Никогда не лишним будет сказать, что социальное начало, отделенное таким образом от сообщества, не является духовной ценностью. Точно так же обстоит дело с индивидом или «персональностью». Нередко резкой критике подвергалось то, что между человеком публичным и человеком частным существует разрыв. Но в том качестве, в котором они обычно мыслятся, они представляют собою две уродливые разновидности. Частный человек буржуазного образца — это замкнувшаяся в себе индивидуальность, скрытная, нечистоплотная, это частная жизнь, в основе которой лежит не любовь, а отказ уступить другому: частное — это то, к чему заказана дорога другим. Публичный человек создан по той же мерке, это — выставленная напоказ индивидуальность, ей свойственно позерство, она готова идти на обман и компромиссы с теми, кто строит себя по такому же образцу, она стремится избегать беспокойств и не берет на себя никаких обязательств; это человек, слабый по отношению к себе, слабый по отношению к другому, внутренне ограниченный, но имеющий непомерные претензии и, чтобы обладать хоть каким-либо весом, делающий вместе со всеми одни и те же социальные жесты.
Социальное и публичное отличаются от общностного тем, что они все более и более отделяют человека от него самого. Это был мой друг, но вот его заносит куда-то и он отдаляется, не только от меня, но и от других. Однако в нем еще остается какая-то тайна, что-то непостижимое, что-то такое, что я любил в нем, что все время ждет его, пока он носится неизвестно где и без умолку болтает; но вернется ли он обратно?
Подлинные сообщества, напротив, сближают человека с самим собою, вдохновляют и преобразуют его.
Помимо обществ, к которым я принадлежу, существуют еще и другие. Все. Человечество.
Не будем строить иллюзий на этот счет. Быть может, лишь тот человек, который достаточно глубоко проник в Бога, испытывает потребность и способен любить всех людей, но опять-таки только в Боге, тех, кого он знает, и тех, кого он не знает, каждого ради него самого, вопреки ему самому. Хватит красноречия. Я не люблю все человечество. Я не тружусь ради человечества. Я люблю всего нескольких людей, но подобный опыт оказывается настолько богат, что благодаря ему я чувствую себя обязанным каждому ближнему, который может повстречаться на моем пути. Это как бы надежда на любовь, вера в ее животворную силу. Со всем остальным я тесно связан телесно: только физическое присутствие приводит в движение человеческое присутствие, но и его не всегда достаточно для этого. Немногие люди обладают чувством человечества, человеколюбие — удел немногих. А сколько людей остаются глухими к нищете и страданиям других: 30 миллионов безработных, землетрясение в Японии, 10 000 погибших — сообщают газеты; но вот проходит пять минут и они уже перебрасываются шуточками с соседом.

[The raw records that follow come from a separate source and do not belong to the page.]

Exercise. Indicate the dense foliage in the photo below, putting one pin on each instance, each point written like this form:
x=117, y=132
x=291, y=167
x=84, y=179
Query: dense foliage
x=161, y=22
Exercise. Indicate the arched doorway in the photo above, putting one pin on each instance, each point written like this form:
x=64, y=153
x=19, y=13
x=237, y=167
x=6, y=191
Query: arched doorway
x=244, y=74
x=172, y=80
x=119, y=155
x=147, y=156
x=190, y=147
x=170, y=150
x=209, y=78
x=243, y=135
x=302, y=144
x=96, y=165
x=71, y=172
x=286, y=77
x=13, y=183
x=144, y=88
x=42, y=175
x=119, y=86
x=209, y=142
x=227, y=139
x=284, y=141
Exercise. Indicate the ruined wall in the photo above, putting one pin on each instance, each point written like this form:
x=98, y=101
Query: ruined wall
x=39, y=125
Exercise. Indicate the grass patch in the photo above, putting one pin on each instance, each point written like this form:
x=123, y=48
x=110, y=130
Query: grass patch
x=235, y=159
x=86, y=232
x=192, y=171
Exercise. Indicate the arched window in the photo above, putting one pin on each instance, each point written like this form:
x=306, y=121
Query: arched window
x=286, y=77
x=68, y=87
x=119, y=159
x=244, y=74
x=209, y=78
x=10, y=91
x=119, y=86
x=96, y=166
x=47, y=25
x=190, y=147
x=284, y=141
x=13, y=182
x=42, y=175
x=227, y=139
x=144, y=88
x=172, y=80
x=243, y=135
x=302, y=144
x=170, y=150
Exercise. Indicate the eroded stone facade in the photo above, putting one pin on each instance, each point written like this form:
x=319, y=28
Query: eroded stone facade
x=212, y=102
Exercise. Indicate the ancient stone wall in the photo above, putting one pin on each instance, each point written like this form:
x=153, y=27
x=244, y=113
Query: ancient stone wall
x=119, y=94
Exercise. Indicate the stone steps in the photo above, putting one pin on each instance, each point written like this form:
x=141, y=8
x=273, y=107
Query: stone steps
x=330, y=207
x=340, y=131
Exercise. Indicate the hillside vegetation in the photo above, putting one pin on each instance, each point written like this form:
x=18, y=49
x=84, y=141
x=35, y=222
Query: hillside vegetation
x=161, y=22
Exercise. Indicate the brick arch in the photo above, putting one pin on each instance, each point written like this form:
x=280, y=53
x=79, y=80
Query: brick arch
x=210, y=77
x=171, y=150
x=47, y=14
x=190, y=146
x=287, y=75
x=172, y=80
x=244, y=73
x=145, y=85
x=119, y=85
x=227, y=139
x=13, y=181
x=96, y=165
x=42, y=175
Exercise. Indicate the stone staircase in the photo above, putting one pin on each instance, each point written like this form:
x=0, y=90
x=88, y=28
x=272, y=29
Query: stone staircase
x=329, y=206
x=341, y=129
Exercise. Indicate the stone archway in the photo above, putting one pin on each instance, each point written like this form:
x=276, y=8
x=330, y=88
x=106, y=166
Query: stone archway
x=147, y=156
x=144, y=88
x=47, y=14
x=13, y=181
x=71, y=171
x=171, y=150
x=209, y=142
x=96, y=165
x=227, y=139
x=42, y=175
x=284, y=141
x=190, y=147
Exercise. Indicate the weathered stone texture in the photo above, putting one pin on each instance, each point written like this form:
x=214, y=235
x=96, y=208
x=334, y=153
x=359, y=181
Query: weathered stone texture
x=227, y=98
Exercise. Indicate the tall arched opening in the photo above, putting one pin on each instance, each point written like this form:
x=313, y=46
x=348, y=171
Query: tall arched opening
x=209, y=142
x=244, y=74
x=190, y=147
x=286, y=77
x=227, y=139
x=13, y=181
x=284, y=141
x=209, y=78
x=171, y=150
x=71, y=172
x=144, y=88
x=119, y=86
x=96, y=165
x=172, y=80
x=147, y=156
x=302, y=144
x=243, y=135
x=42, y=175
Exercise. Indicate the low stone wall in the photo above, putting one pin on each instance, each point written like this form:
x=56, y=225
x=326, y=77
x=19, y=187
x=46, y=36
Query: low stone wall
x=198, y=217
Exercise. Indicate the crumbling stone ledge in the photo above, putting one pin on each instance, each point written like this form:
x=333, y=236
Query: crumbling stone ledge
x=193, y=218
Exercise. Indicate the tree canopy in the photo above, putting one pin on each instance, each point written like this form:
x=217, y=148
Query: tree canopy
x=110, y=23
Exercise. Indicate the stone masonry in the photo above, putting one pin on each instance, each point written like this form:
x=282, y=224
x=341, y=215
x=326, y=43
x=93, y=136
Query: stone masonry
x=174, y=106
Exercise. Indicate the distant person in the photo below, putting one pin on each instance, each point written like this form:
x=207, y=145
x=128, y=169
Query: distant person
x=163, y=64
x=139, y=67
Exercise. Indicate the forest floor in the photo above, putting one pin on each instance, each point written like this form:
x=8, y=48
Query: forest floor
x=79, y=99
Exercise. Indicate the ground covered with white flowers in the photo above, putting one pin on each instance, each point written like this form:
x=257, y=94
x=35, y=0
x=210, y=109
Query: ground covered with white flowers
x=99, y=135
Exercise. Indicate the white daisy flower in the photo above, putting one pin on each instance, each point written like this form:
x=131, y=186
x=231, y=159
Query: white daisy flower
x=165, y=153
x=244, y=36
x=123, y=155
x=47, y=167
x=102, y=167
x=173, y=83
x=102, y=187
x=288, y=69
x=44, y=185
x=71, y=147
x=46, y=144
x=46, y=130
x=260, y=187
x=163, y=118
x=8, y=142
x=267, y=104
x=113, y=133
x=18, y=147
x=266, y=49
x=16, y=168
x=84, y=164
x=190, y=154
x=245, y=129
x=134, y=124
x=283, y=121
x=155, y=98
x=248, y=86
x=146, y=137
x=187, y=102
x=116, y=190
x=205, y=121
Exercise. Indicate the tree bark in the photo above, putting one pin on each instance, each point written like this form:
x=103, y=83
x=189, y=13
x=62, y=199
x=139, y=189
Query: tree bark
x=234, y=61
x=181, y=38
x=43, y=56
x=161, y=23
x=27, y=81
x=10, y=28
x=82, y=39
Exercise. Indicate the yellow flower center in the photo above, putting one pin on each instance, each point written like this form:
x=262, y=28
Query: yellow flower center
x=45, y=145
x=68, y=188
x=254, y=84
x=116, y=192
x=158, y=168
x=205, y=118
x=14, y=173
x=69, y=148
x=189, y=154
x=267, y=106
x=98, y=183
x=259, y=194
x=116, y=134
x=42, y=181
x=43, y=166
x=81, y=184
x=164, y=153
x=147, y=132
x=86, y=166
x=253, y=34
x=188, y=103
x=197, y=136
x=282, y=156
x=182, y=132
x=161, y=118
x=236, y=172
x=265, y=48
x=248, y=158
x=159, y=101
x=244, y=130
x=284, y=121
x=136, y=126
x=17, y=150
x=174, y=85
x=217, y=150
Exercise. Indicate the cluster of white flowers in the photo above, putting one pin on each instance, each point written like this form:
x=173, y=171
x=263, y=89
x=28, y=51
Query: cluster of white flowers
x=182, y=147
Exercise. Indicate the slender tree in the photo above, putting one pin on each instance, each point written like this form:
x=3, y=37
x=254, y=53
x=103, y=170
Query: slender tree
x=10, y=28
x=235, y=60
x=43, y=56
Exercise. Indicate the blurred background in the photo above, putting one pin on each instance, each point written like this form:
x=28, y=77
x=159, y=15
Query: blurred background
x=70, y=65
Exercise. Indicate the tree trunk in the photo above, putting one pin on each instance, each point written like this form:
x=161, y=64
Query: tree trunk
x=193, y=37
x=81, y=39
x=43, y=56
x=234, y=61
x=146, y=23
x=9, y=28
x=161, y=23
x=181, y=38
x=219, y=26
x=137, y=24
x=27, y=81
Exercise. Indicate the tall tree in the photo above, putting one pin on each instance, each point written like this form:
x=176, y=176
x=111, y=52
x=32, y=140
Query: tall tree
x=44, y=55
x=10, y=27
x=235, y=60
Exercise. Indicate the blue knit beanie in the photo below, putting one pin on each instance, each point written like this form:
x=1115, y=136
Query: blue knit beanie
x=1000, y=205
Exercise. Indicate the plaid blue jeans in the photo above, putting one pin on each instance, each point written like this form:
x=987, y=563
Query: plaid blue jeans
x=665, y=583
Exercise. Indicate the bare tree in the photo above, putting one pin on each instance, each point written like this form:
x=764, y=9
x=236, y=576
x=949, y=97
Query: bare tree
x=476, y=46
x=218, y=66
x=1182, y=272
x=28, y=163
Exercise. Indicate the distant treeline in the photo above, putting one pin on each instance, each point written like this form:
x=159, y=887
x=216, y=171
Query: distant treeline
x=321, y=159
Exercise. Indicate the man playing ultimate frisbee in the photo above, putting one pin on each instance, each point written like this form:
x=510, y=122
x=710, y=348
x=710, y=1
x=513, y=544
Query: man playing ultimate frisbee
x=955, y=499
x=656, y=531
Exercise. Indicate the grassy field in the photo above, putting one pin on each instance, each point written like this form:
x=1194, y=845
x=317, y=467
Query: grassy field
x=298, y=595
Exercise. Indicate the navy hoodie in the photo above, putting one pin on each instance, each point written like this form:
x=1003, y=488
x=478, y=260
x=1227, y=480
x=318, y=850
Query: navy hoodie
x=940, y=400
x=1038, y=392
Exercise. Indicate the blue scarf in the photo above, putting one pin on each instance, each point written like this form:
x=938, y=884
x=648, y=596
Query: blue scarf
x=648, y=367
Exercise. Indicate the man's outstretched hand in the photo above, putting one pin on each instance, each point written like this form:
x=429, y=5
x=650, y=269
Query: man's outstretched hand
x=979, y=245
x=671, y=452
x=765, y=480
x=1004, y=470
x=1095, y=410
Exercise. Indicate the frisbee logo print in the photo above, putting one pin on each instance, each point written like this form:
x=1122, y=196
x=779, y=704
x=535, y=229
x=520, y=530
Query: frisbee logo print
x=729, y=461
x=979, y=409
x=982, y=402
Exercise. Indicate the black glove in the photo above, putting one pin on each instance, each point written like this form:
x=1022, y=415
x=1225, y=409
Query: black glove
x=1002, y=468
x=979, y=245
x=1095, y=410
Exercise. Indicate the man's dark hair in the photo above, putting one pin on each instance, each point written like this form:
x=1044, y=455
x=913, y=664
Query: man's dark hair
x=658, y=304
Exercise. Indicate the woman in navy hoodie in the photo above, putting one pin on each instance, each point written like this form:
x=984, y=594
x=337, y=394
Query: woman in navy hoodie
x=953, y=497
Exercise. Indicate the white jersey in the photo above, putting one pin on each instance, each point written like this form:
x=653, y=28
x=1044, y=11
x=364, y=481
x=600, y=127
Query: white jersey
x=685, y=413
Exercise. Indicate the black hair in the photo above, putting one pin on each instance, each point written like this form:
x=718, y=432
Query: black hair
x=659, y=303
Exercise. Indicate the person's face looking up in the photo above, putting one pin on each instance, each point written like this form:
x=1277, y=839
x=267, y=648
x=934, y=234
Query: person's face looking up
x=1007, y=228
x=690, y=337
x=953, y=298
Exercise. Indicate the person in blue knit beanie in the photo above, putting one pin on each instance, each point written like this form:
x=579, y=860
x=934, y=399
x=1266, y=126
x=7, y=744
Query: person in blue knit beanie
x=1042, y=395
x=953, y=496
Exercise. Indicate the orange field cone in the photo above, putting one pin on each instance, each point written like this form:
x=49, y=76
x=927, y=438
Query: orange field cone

Впрочем, чтобы любить реальность, не требуется никакой статистики. Зачем обманывать себя речами? Каким образом Бог сможет обратить внимание на меня среди этих миллиардов людей? — говорила добрая женщина. Мудрость отвечает ей: Бог не считает людей. Вот та капелька крови, которую я пролил ради тебя. У одного отца семейства спросили: «Сколько у вас детей?» Он колеблется, а затем начинает считать на пальцах: «Сколько же: Пьер, Анжела, Жанина, Жан-Филипп, Ален, Мария. Должно быть шесть».
Личность, которую я люблю, — это универсум, но мне не известны все его земли, не все его призывы я слышу. Однако я всюду чувствую неоспоримую сопричастность, хотя остается множество неизвестных, тайных мест. Достаточно уже того, чтобы мы знали, что в любой момент все может открыться, чтобы не ставить под вопрос первичную сопричастность. То же самое можно сказать и о человеческой сопричастности. Я познаю ее на опыте только вместе со своими близкими или, но уже в более расплывчатом виде, — в несовершенных коллективных личностях: моя профессия, моя страна. Ко всему остальному я просто испытываю доверие.
Я стремлюсь к тому, чтобы не поддаваться магии слов, не надеяться на чей-то радушный протекционизм: чтобы быть человеком, требуется гораздо меньше красноречия и гораздо больше великодушия.
В какой-то момент завоевание свободы было жизненной необходимостью, а потом целых пять поколений людей позволяли либерализму ковать свои цепи. Строительство общностной жизни ныне стало настоятельным требованием. Но мы не хотим, чтобы все началось сначала. Corruptio optimi pessima{18}.